Na minha época com o Alex Mineiro, mal tínhamos contrato. O mesmo aconteceu com o Jadson, que esteve connosco por mais de uma década. Alguns jogadores tentam fazer leilão. Tal como há clubes sérios, também há jogadores de boa índole, que se destacam dentro de campo e nos seus relacionamentos. Estes vão render mais devido à sua postura. Aqueles que foram honestos comigo chegaram longe. Já os que tentaram ser espertos acabaram por ficar pelo caminho.

- O agente também ajuda na vida pessoal do jogador?

- Acontece frequentemente e faz parte do trabalho. Se não ajudarmos o jogador a manter o foco no desporto, torna-se complicado. Tive a oportunidade de tomar um pequeno-almoço com o Guardiola em Manchester, e lembro-me de ele falar sobre a importância do poder cognitivo do jogador, como é fundamental estar bem mentalmente para tomar as melhores decisões. Se um jogador tiver problemas pessoais, o seu rendimento será afetado.

É essencial pensar no que acontece fora de campo, como os investimentos para os atletas, pois as carreiras são curtas. Os jogadores raramente têm tempo para se formar ou aprender sobre educação financeira.

- O que acontece quando um agente percebe que o seu cliente não está diante de uma boa oportunidade e quer travar o negócio?

A decisão final pertence sempre ao jogador. É ele quem terá de lidar com o frio, com a vida num condomínio fechado, etc. Mas este é um dos maiores desafios entre agentes, jogadores e as suas famílias. O dinheiro não pode ser o único fator a ser considerado.
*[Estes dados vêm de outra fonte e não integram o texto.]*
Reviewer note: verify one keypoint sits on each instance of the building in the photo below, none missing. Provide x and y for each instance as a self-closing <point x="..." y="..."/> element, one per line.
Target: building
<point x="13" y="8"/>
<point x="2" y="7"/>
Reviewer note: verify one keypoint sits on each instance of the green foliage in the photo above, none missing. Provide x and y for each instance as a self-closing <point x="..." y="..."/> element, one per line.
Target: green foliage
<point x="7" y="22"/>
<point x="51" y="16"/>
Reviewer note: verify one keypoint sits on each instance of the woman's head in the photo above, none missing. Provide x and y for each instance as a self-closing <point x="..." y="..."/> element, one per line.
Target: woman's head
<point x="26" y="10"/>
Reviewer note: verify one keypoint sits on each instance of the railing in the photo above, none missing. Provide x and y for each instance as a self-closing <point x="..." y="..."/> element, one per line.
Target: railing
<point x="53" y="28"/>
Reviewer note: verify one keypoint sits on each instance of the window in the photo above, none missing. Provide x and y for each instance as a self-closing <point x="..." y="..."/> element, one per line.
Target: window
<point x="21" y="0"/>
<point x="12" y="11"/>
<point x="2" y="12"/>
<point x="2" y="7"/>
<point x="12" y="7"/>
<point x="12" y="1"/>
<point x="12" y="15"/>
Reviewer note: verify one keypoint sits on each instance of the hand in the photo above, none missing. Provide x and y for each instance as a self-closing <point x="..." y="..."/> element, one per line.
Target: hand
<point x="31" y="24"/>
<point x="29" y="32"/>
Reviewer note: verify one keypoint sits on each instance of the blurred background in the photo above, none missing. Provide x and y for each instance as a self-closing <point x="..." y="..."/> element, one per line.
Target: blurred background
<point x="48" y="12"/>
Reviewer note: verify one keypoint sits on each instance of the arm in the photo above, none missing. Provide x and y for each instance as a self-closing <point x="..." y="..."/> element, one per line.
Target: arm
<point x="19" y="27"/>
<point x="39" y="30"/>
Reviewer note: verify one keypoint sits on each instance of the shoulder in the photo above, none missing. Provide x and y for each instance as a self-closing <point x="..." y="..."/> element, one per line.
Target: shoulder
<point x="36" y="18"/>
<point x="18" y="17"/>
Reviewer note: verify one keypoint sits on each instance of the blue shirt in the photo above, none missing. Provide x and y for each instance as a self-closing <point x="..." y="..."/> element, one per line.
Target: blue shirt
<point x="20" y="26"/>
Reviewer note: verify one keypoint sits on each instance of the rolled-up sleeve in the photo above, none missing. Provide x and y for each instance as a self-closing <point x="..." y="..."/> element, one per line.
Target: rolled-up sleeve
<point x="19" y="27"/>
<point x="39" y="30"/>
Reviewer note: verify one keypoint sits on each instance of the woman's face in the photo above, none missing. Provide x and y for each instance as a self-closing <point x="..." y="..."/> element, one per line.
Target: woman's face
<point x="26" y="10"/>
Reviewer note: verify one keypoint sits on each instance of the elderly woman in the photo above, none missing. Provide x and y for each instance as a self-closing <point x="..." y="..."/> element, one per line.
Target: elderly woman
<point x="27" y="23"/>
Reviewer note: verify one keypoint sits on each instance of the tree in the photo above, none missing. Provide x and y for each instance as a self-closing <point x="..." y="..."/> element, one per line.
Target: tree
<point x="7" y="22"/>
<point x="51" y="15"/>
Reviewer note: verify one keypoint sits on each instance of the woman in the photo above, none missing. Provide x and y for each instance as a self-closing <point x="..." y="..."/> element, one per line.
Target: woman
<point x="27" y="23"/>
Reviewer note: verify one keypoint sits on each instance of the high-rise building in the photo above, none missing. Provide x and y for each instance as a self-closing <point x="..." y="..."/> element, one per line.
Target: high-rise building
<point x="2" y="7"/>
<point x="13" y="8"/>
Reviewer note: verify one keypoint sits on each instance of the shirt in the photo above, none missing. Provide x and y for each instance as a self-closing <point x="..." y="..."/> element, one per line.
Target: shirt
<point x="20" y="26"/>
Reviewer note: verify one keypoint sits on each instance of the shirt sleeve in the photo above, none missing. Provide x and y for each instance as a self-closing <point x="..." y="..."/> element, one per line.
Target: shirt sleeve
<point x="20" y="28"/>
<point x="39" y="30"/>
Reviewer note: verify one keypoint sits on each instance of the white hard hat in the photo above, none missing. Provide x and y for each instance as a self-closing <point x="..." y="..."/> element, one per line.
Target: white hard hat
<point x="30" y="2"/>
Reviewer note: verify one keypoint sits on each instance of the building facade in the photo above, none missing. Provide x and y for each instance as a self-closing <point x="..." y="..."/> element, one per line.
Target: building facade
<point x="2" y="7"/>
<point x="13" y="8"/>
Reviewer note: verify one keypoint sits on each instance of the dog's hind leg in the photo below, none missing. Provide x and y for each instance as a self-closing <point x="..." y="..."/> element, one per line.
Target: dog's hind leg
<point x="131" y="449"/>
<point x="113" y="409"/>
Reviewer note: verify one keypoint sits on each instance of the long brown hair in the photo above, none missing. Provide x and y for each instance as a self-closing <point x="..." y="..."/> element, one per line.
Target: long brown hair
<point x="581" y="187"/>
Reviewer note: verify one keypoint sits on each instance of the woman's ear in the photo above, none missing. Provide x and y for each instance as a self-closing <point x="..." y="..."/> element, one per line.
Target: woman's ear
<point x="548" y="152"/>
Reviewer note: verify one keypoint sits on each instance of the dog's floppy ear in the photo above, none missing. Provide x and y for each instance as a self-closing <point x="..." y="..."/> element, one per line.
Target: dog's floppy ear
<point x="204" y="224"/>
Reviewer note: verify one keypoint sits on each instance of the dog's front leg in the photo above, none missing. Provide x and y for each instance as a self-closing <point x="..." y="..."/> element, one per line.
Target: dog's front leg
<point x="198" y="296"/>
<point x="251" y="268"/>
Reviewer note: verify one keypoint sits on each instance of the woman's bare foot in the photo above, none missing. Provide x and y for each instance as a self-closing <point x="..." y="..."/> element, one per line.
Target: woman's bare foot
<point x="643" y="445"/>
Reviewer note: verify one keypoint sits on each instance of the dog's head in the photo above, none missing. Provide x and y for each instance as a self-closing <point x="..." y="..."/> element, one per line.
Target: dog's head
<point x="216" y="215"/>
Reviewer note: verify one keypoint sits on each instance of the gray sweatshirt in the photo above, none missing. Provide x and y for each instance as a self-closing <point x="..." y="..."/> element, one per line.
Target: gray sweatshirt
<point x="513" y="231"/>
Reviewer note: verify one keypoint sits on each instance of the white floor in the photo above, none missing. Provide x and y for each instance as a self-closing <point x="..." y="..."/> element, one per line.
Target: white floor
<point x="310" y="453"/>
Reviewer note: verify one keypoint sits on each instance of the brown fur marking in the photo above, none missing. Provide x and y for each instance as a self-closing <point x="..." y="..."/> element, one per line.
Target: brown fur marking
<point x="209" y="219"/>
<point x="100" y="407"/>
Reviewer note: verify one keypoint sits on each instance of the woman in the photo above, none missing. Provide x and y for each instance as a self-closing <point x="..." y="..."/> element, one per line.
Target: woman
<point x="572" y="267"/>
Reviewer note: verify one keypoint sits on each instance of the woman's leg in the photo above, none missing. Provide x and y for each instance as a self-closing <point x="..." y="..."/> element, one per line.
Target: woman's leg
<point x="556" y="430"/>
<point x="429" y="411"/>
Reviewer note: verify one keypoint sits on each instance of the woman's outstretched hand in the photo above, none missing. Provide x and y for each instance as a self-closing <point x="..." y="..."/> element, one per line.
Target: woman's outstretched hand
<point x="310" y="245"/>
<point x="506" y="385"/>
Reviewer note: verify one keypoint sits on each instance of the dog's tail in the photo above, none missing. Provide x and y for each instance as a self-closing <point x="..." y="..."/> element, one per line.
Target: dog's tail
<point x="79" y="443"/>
É difícil colocar um travão em momentos como esse. Tentamos explicar que pode ser mais vantajoso para o jogador desenvolver-se antes de dar um salto demasiado grande na carreira. No entanto, devido à pressão dos amigos e da família, alguns focam-se apenas no dinheiro, o que pode comprometer o seu percurso profissional. Muitos acabam por ir cedo demais para mercados alternativos, quando tinham potencial para jogar nas grandes ligas europeias se tivessem esperado um pouco mais. Eu dou a minha opinião, mas a decisão final é sempre do jogador.

- Houve algum ponto de viragem na sua carreira?

Acho que não. Foi mais uma construção gradual e orgânica, com um crescimento estruturado. Tentamos sempre identificar jogadores de qualidade antes de uma grande transferência, embora isso nem sempre seja possível.

- Tem algum arrependimento na carreira?

- Ter confiado em clubes e pessoas que não hesitaram em puxar-me o tapete. Alguns, de mau caráter, aproveitaram-se para levar jogadores por caminhos errados. O que faz um agente ter sucesso é a sua honestidade e a capacidade de cumprir com a sua palavra.